Wednesday, May 27, 2009

Noon update

Here is a five minute chart of today's e-mini day session. I think we have seen the day's low. Why? The market broke about seven points in seven minutes on high volume right after the home sales number came out (green arrows). Normally this sort of action is followed by further price declines. But in this case the market immediately stabilized and began to creep upward. I think this shows strong support near the 905 level. So I am revising today's range estimate to 905-925 (blue rectangle).

7 comments:

FH said...

I think the market is in a bear market bounce that has just completed and now we will test the March lows. Watch.

rc said...

Carl.....one thing. As far as typical Weds go, so far, this price action is a very weak display.

JM said...

Your calls have been great lately, Carl. I wish I had taken your advice on the bonds and T-notes when you began saying they were headed down. The Notes have almost reached your original target of 118, which I see you've now moved to 115.

Thanks for the posts.

Anonymous said...

Carl, an explosive move to 925 is unlikely to happen because the market is not trending. It is in a trading range and stochastics is overbought even on the 130 min chart.
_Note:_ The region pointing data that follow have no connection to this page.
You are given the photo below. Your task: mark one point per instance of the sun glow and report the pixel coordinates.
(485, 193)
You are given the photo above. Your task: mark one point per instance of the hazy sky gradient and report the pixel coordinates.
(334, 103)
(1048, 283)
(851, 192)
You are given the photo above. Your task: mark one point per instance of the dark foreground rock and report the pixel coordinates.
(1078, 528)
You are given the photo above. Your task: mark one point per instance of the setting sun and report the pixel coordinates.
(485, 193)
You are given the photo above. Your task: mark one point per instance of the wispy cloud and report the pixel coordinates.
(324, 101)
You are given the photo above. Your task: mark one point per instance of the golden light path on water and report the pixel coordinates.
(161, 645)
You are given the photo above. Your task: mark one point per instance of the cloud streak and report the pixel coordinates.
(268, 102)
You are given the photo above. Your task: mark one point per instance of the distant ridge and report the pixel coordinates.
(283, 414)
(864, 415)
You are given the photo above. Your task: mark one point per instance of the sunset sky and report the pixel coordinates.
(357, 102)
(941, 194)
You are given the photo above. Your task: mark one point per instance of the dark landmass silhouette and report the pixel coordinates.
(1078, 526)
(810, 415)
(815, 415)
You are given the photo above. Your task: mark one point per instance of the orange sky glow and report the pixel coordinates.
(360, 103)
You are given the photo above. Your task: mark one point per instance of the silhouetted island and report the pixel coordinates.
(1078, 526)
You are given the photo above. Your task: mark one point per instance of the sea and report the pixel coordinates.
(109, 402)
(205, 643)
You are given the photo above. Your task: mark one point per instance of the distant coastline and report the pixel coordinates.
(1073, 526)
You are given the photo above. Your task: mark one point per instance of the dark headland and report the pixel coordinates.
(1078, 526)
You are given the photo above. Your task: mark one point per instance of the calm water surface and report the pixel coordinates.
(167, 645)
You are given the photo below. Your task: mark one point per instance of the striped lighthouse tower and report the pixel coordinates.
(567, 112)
Yesterday's rally was caused by FED/PPT/Goldman Sucks/automated computer buying etc., because the govt is panicking. The market is set up for a violent move DOWN.

Maxwell said...

Wow, anyone have an explanation for this? Glad I sold some at 912 and just took profit.. Your comments are always appreciated Carl!

Ken said...

Carl is a Perma-Bull!!! Most of his longer range targets are met

Unknown said...

Looks like bonds are crashing, no surprise since they are in a bear market as you said. Stock market doesn't like it at all!